We are certainly steadfast in that policy and in that cause. I am very grateful to my hon. Friend for what he has said. It is slightly unnerving to have a tribute paid to one in this post.
Does the Secretary of State agree that the most significant impact on all the proceedings is the emerging fact that Sinn Fein-IRA totally abhors the principle of consent, and has thereby lost all sympathy and support throughout the world? Does he agree that this is the time for progress on the restoration of practical measures to restore effective administration to the people of Northern Ireland?
The right hon. Gentleman is absolutely right to say that Sinn Fein and the IRA have steadfastly refused to endorse the principle of consent, thereby, of course, refusing to endorse the foundation of democracy. I very much wish that greater responsibility was able to be exercised by people elected for that purpose in Northern Ireland. It is the purpose of the talks process to find a means by which, based on consent and comprehensive agreement, that can be achieved.
As I approach the end of my tenure, I am no more enamoured of direct rule than I was at the very beginning. About the first thing that I said in public was that I needed to enhance democratic responsibility in Northern Ireland.
Does my right hon. and learned Friend agree that currently one of the most distasteful sights in Northern Ireland is the unauthorised IRA signs in South Armagh proclaiming "Sniper at Work"? Does he agree that they are an insult not only to the family of the lance-bombardier but to all those residents who expressed their dismay over his murder? Whose responsibility are those signs, and when will they be taken down?
I very much agree with my hon. Friend's comments on the signs. I think that they are an insult, and that they are provocative and revolting. I understand that they are occasionally taken down. I will write to my hon. Friend, if he will allow me to do so, about the implications of his question.
Is it not of interest that, following the cowardly murder last week of the British soldier, the Taoiseach made it perfectly clear that those responsible—the IRA—were the dedicated enemies of the Republic of Ireland, as indeed they are of Northern Ireland and of the entire United Kingdom? No doubt the Taoiseach will make his views quite clear when he speaks at Monday's meeting in Dublin of the British-Irish parliamentary body. Is it not important for the IRA to realise that murdering British soldiers will not in any way bring a united Ireland one step nearer, that such murders are totally unjustified, and that those who commit them are committing crimes against humanity?
I warmly endorse the hon. Gentleman's comments, and pay tribute to his holding consistently to those views and to his expression of them. I noticed that Mr. Bruton, the Taoiseach, said recently:
The IRA campaign is anti-Irish and contrary to the interests of all in Ireland.
I pay tribute to that comment, and endorse it. The hon. Gentleman is absolutely right to say that no amount of violence or of criminal murderous activity will deflect the Government or those in the security forces who steadfastly serve all the people of Northern Ireland from their duty—which is to uphold democracy and to protect the rule of law.

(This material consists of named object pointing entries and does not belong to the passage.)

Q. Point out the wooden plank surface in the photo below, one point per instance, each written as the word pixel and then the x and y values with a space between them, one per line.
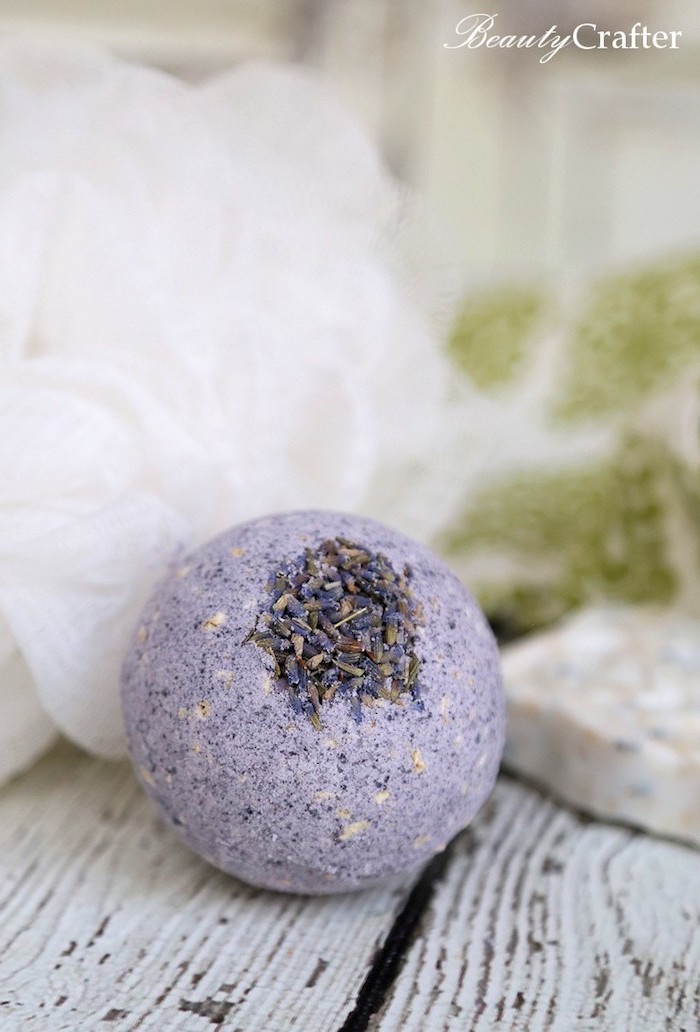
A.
pixel 548 921
pixel 107 921
pixel 540 920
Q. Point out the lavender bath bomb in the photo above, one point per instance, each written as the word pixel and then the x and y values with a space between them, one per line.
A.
pixel 314 702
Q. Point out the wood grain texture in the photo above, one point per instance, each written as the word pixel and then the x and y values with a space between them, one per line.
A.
pixel 541 920
pixel 546 921
pixel 106 921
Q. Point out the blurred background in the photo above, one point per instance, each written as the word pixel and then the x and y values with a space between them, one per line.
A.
pixel 591 160
pixel 570 195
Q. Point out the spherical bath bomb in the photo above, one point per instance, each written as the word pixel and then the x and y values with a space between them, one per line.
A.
pixel 314 702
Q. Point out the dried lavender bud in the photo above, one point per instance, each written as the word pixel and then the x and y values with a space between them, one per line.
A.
pixel 361 601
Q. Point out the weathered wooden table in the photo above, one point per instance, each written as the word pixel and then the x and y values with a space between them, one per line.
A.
pixel 534 918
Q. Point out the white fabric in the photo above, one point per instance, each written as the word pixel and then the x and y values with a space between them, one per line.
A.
pixel 212 305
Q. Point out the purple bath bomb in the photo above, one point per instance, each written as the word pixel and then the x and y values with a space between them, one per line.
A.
pixel 314 702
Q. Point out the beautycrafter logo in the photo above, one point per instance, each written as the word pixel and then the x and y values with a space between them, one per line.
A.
pixel 476 30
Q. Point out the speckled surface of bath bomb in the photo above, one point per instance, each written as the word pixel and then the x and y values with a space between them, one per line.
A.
pixel 314 702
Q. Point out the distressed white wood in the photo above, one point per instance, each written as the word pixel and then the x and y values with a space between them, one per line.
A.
pixel 106 921
pixel 546 921
pixel 543 920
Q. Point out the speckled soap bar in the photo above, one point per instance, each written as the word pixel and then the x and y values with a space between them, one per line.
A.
pixel 314 702
pixel 605 711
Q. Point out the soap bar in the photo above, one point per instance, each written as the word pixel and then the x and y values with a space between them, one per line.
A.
pixel 605 712
pixel 314 702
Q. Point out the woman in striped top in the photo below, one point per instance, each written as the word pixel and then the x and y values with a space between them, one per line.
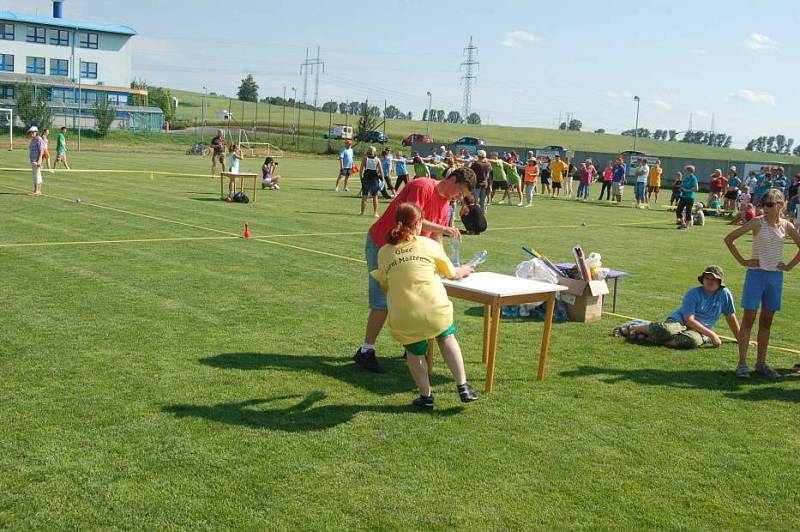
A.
pixel 763 284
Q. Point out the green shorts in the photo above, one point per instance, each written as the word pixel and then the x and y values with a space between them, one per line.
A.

Does the Secretary of State agree that progress on this summer's parades have implications also for political progress? With that in mind, we welcome the measures he announced yesterday in response to recommendations in the North report. Will he now tell the House when he expects to announce the membership of the Parades Commission? As he is halfway through his further consultation, will he also tell us what additional information he has gained from the submissions made to him on the nature of the powers that the commission should have?
It is premature to say anything about the nature of the submissions or about the results of the consultation when the consultation is incomplete. It will be completed at the end of March, and we have a genuinely open mind until then. I hope to be able to announce the composition of the commission fairly shortly. We attach great importance to its establishment and to its early assumption of those powers that we have accepted straight away as being proper.